Brand names are part of the language. As such, they are living, growing, evolving things. Language changes over time, with new words arising and meanings shifting. Brand names, as part of the language, follow many of the same patterns. This interplay of linguistics and marketing creates both challenges and opportunities.
“Os” Means Breakfast
If I tell you I had “Sickly-Sweetie-Os” for breakfast, you know instantly I had breakfast cereal. Not only that, you can surmise that the cereal I ate had roughly an oval shape. Even though that’s a made-up brand, “Os” means breakfast cereal. Attach “Os” at the end of almost anything, and you’ve got yourself a brand-name for breakfast cereal.
There are many real-world examples of this. For instance, Trader Joe’s calls its store brand “Joe’s O’s.” There are Urkel-Os and C3POs. There are even fictional examples. In The Simpsons, Bart likes to eat Frosted Krusty-O’s.
There’s a term in linguistics for this sort of meaning-bearing suffix or prefix: it’s a “productive morpheme.” You can use it, pretty much at will, to create new words. But how did this come about?
The Curious Case of Cheerioats
This cross-product naming convention surely began with the popular breakfast cereal Cheerios. The brand name ends with “Os” and the cereal is in the shape of an “O”. It all makes perfect sense until you realize that Cheerios weren’t originally called that. They were originally called Cheerioats.
General Mills came out with Cheerioats in 1941. Due to a trademark dispute with Quaker Oats, the name was changed in 1946 to Cheerios. So, that iconic “Os,” which resonates so strongly with the shape of the cereal, actually wasn’t the original brand strategy. The original strategy was to emphasize that the cereal is made from oats.
Branding and Adapting to Change
So how have the Cheerios marketers adapted tho this change? Well, there is a big challenge in that many (if not most) people probably don’t realize that Cheerios are made from oats. Whether that’s important or not depends on the time; recently, when oats became associated with lowering cholesterol, the company emphasized that feature of the product. When oats are less of a selling point, that is de-emphasized.
The more abstract name actually gives them more flexibility. For instance, “Multi Grain Cheerios” are mostly corn and wheat, not oats. It would be hard to extend the brand in that way with the old name “Cheerioats.”
Ironically, Quaker Oats has come out with its own oval-shaped cereal, Quaker Oh’s. So it’s all come full circle.

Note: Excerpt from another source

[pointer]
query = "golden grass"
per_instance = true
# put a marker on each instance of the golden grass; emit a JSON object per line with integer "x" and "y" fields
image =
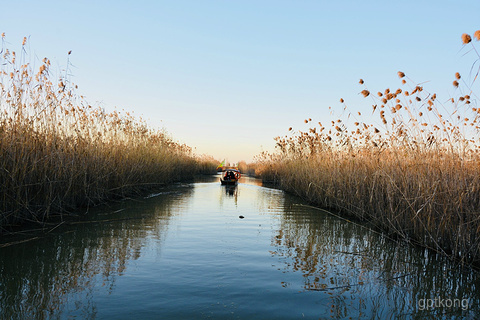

Using Productive Morphemes as a Branding Tool
Often companies find themselves with a productive morpheme they can turn into a powerful branding asset. McDonald’s is the classic example, using the prefix “Mc” on such diverse products as Chicken McNuggets, McRib sandwiches, McCafé drinks, and McGriddle pancakes. So when they came to Catchword looking to introduce their new chicken sandwich, it was only natural for us to suggest building on that brand equity with the McBistro Chicken sandwich.
Apple’s done something similar with its “i” brands (always in lowercase). With the popularity of the iPod, iPhone, and iPad, it’s easy to forget that the “i” prefix first made a splash with the iMac. Though this prefix isn’t unique to Apple, once they built up the brand equity, it was only natural to continue using it for new products.
Conclusion: Branding in Flux
Brands must adapt to survive. To thrive, it is important for marketers to seize on strengths and exploit them. Sometimes it’s calculated, like Apple’s “i” product line, and sometimes it can be forced on you, like the name change to Cheerios. Just as linguists track changes to languages, brand strategists need to track the meaning and impact of their brands as they change and develop over time.